LUGANO - 10 partite giocate in campionato condite da 7 reti e 2 assist: l’inizio stagionale di Dario Bürgler è davvero impressionante. Lo svizzero era chiamato a non far rimpiangere la partenza di Fredrik Pettersson e per ora i numeri gli stanno dando ragione: anche in Champions, con 1 gol e 1 assist, lo svittese ha lasciato il segno.

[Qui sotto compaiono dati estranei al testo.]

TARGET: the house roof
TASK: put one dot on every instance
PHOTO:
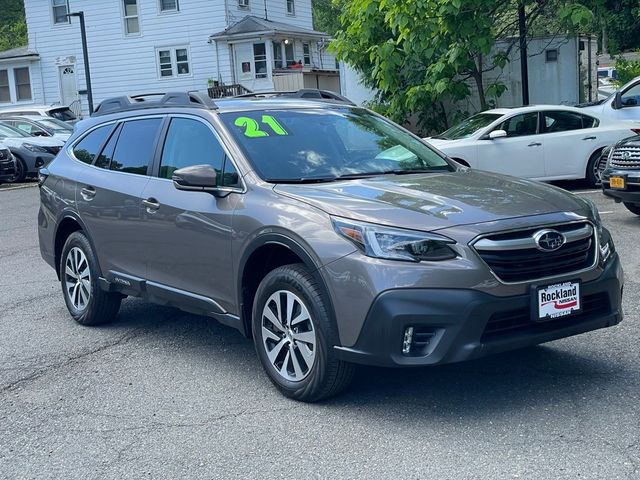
(250, 26)
(20, 52)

«In questo momento stiamo ritrovando le giuste sensazioni, sia personalmente ma soprattutto come squadra - ha esordito il numero 87 bianconero - Contro il Turgovia siamo riusciti a trovare il giusto feeling mentale, siamo stati molto solidi e concentrati, e questo ci ha aiutati per il weekend: stiamo dimostrando che abbiamo affrontato un periodo complicato ma che siamo pronti a battagliare con tutti. Per quanto mi riguarda, sono poi arrivati due gol ma di questo devo ringraziare la squadra».

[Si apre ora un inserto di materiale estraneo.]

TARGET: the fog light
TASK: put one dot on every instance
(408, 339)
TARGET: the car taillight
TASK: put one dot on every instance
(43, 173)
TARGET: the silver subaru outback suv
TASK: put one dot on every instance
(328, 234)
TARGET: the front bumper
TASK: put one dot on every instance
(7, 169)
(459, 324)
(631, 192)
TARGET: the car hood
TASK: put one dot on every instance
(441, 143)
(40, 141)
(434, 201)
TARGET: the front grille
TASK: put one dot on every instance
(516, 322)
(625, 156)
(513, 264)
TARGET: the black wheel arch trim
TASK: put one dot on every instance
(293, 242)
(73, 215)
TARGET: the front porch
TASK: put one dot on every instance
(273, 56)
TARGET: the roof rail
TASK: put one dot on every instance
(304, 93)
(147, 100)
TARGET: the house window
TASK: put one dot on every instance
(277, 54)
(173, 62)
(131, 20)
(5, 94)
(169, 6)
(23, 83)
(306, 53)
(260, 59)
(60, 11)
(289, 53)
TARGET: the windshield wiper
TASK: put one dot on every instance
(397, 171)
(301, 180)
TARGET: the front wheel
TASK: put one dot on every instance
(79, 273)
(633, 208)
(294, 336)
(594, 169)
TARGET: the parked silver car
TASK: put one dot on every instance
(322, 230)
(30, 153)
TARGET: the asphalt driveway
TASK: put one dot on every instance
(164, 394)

9 punti in campionato in 10 partite: i due difficili anni vissuti a Zugo sembrano essere alle spalle…
«Certo che per un attaccante trovare la via della rete è molto importante, ti dà fiducia. Qui a Lugano sono subito riuscito a ritrovare quelle sensazioni che forse avevo perso, siamo un’ottima squadra, sappiamo lottare e sia col Losanna che col Berna l’abbiamo dimostrato: abbiamo dovuto rimontare e non era facile e ci siamo riusciti molto bene. È stato un weekend importante e positivo».

Stai segnando tanto e soprattutto difficilmente firmi reti banali: in questo momento riesci sempre a dare una sterzata agli incontri…

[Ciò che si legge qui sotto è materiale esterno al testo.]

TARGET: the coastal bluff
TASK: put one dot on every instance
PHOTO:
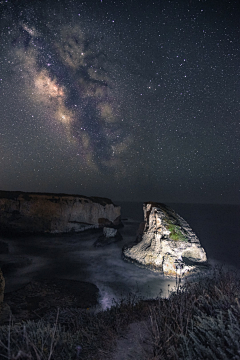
(29, 212)
(165, 243)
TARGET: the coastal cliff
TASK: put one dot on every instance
(22, 212)
(165, 242)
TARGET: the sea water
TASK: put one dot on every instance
(75, 257)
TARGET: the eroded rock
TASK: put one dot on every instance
(22, 212)
(166, 243)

«Non saprei dirlo e penso non sarebbe neanche corretto prendermi certi meriti. Ci sono tanti giocatori di gran classe e valore: sabato contro gli Orsi, per esempio, il gol di Klasen ci ha rimesso in carreggiata. Non è così importante chi segna, è fondamentale invece camminare tutti assieme. Siamo molto forti in powerplay e questo mi aiuta tanto, ma anche in 5 contro 5 lottiamo tutti come squadra. Magari settimana scorsa non ci siamo riusciti ma ora le cose forse sono un po’ cambiate».

Un segreto però ci deve essere: a Zugo non è andata così bene e i Tori alla fine non hanno creduto in te. Invece qui a Lugano sei tornato a giocare sui tuoi livelli….
«Sinceramente non lo so, non me lo so spiegare. Anche a Zugo giocavo con giocatori di assoluto valore ma le cose non andavano come avrei voluto… Ovviamente ora sono felice perché c’è un grande feeling e sul ghiaccio riusciamo a dimostrarlo».